What I do want to talk about is how the internet broke my mind, or at least fundamentally altered the person I grew up into. The modern age of the 21st century is often referred to as the “Information Age”, where any and all information is freely available to anyone at anytime, as long as your not poor. And while this is all well and good, retrospectively I believe that my mind was completely overloaded with boundless information and ideas. In ages past parental guidance has always been the main source for a child's moral and cultural education, but with the turn of the internet, we all had other people to look up to, to admire and to copy. Now this is obviously completely fine because the internet is populated solely by upstanding and inspirational heroes. Except it isn't. And by the time I had worked this out I was in too deep and didn't want to pull out. Here I am mainly talking about the old-guard internet forums of pre 2010; namely Newgrounds and 4chan. I always knew it was all meaningless and dumb, but I carried on despite it. Despite knowing full well that this was a waste of my time, I was drawn in by just how cool it all seemed to me. And this is the crux of the problem. Its fun dicking around on the internet, or at least it looks fun. When you hear of these guys its almost like some kind of myth. A cool club full of the best people. And you instantly want to be a part of it. At a time when nothing was happening in my life, aged around 13, I saw this as an opportunity to ignore the real world and just fanny around online with a bunch of douchebags. And here's the thing. I don't regret it at all. I had just as much fun as anyone else was having, probably, and I doubt I'd change much if I could. So I, completely purposefully, went deeper and kept going on my quest to be an oldfag. This is why the title of this post is “selling my soul”; my soul wasn't taken, I knew very clearly what I was doing and I thought it was good. I still do.

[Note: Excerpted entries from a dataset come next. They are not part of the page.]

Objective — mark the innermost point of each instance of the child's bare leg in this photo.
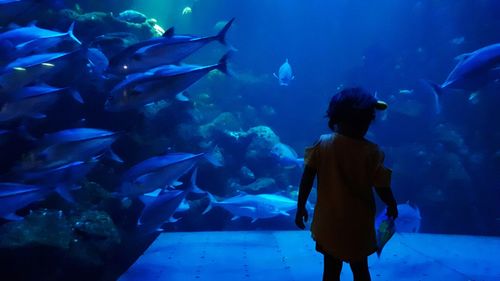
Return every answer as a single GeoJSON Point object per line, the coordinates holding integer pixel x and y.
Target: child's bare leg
{"type": "Point", "coordinates": [332, 268]}
{"type": "Point", "coordinates": [360, 270]}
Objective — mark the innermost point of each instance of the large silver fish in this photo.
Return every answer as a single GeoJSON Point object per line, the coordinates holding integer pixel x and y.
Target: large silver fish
{"type": "Point", "coordinates": [160, 172]}
{"type": "Point", "coordinates": [33, 102]}
{"type": "Point", "coordinates": [286, 156]}
{"type": "Point", "coordinates": [71, 145]}
{"type": "Point", "coordinates": [159, 210]}
{"type": "Point", "coordinates": [27, 70]}
{"type": "Point", "coordinates": [258, 206]}
{"type": "Point", "coordinates": [44, 42]}
{"type": "Point", "coordinates": [169, 49]}
{"type": "Point", "coordinates": [16, 196]}
{"type": "Point", "coordinates": [157, 84]}
{"type": "Point", "coordinates": [473, 71]}
{"type": "Point", "coordinates": [285, 74]}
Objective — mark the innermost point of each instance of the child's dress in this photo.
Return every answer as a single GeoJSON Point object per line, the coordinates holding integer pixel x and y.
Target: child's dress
{"type": "Point", "coordinates": [347, 169]}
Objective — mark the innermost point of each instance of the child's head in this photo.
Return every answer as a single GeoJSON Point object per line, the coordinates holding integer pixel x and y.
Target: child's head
{"type": "Point", "coordinates": [352, 110]}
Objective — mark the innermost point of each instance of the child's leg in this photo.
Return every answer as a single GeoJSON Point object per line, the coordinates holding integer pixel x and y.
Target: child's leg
{"type": "Point", "coordinates": [360, 270]}
{"type": "Point", "coordinates": [332, 268]}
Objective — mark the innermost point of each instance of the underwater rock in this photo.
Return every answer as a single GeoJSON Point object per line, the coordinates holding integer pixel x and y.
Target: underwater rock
{"type": "Point", "coordinates": [246, 174]}
{"type": "Point", "coordinates": [226, 121]}
{"type": "Point", "coordinates": [95, 225]}
{"type": "Point", "coordinates": [263, 140]}
{"type": "Point", "coordinates": [40, 227]}
{"type": "Point", "coordinates": [91, 25]}
{"type": "Point", "coordinates": [92, 194]}
{"type": "Point", "coordinates": [451, 139]}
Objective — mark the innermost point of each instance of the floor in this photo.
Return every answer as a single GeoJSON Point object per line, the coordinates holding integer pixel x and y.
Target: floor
{"type": "Point", "coordinates": [290, 255]}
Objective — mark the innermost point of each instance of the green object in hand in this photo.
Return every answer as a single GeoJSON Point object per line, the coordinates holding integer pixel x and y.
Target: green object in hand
{"type": "Point", "coordinates": [385, 231]}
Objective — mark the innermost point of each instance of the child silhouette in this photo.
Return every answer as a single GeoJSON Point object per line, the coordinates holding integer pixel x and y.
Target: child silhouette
{"type": "Point", "coordinates": [347, 167]}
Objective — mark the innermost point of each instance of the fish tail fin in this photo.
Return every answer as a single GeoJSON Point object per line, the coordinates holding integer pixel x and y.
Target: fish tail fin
{"type": "Point", "coordinates": [76, 95]}
{"type": "Point", "coordinates": [222, 65]}
{"type": "Point", "coordinates": [63, 191]}
{"type": "Point", "coordinates": [221, 37]}
{"type": "Point", "coordinates": [211, 201]}
{"type": "Point", "coordinates": [71, 34]}
{"type": "Point", "coordinates": [193, 187]}
{"type": "Point", "coordinates": [215, 157]}
{"type": "Point", "coordinates": [437, 92]}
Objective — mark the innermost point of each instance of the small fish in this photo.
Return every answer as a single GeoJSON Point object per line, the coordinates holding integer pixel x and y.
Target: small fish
{"type": "Point", "coordinates": [408, 219]}
{"type": "Point", "coordinates": [33, 101]}
{"type": "Point", "coordinates": [160, 172]}
{"type": "Point", "coordinates": [187, 11]}
{"type": "Point", "coordinates": [286, 156]}
{"type": "Point", "coordinates": [285, 74]}
{"type": "Point", "coordinates": [67, 175]}
{"type": "Point", "coordinates": [406, 91]}
{"type": "Point", "coordinates": [27, 70]}
{"type": "Point", "coordinates": [159, 210]}
{"type": "Point", "coordinates": [157, 84]}
{"type": "Point", "coordinates": [21, 35]}
{"type": "Point", "coordinates": [259, 206]}
{"type": "Point", "coordinates": [71, 145]}
{"type": "Point", "coordinates": [45, 43]}
{"type": "Point", "coordinates": [458, 40]}
{"type": "Point", "coordinates": [169, 49]}
{"type": "Point", "coordinates": [474, 97]}
{"type": "Point", "coordinates": [16, 196]}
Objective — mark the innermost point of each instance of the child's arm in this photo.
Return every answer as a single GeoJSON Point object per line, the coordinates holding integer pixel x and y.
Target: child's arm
{"type": "Point", "coordinates": [388, 198]}
{"type": "Point", "coordinates": [306, 184]}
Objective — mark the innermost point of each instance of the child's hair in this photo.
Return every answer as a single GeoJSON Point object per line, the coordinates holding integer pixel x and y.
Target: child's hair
{"type": "Point", "coordinates": [353, 107]}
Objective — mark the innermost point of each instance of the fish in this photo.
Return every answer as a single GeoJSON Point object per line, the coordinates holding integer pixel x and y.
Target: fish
{"type": "Point", "coordinates": [406, 91]}
{"type": "Point", "coordinates": [159, 210]}
{"type": "Point", "coordinates": [67, 174]}
{"type": "Point", "coordinates": [160, 172]}
{"type": "Point", "coordinates": [473, 71]}
{"type": "Point", "coordinates": [256, 207]}
{"type": "Point", "coordinates": [132, 16]}
{"type": "Point", "coordinates": [286, 156]}
{"type": "Point", "coordinates": [187, 11]}
{"type": "Point", "coordinates": [137, 90]}
{"type": "Point", "coordinates": [169, 49]}
{"type": "Point", "coordinates": [33, 101]}
{"type": "Point", "coordinates": [15, 10]}
{"type": "Point", "coordinates": [408, 219]}
{"type": "Point", "coordinates": [27, 70]}
{"type": "Point", "coordinates": [16, 196]}
{"type": "Point", "coordinates": [71, 145]}
{"type": "Point", "coordinates": [285, 74]}
{"type": "Point", "coordinates": [21, 35]}
{"type": "Point", "coordinates": [45, 43]}
{"type": "Point", "coordinates": [385, 231]}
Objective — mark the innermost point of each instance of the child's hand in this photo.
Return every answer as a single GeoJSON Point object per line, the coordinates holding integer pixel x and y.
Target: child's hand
{"type": "Point", "coordinates": [392, 211]}
{"type": "Point", "coordinates": [300, 217]}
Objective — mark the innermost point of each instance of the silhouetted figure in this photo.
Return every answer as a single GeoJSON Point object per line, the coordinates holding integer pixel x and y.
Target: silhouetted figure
{"type": "Point", "coordinates": [347, 167]}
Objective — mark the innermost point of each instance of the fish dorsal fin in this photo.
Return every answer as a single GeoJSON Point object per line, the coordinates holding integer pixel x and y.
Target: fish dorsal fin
{"type": "Point", "coordinates": [169, 32]}
{"type": "Point", "coordinates": [284, 213]}
{"type": "Point", "coordinates": [250, 208]}
{"type": "Point", "coordinates": [463, 57]}
{"type": "Point", "coordinates": [147, 199]}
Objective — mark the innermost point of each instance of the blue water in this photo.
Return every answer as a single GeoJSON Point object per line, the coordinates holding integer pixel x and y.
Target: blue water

It boils down to my fundamental ethos behind what I do with my time: Fun things are good. If I like a thing then that thing is good, and I will carry on that thing, despite what other people lead me to believe. To this day I visit virtually all the same sites, and I'm realising that everyone around me (in a virtual sense) is just as, if not more, degenerate as me, and my choosing of what I do with my life is A-OK. I'm telling you that you should give up your soul to the internet, or anything else for that matter. Humility and restraint are two important qualities. But you should also take any opinions people have about things with a handful of salt, they're probably wrong. While you shouldn't break norms for the sake of breaking norms, do whatever you want and you'll be a cooler person for it.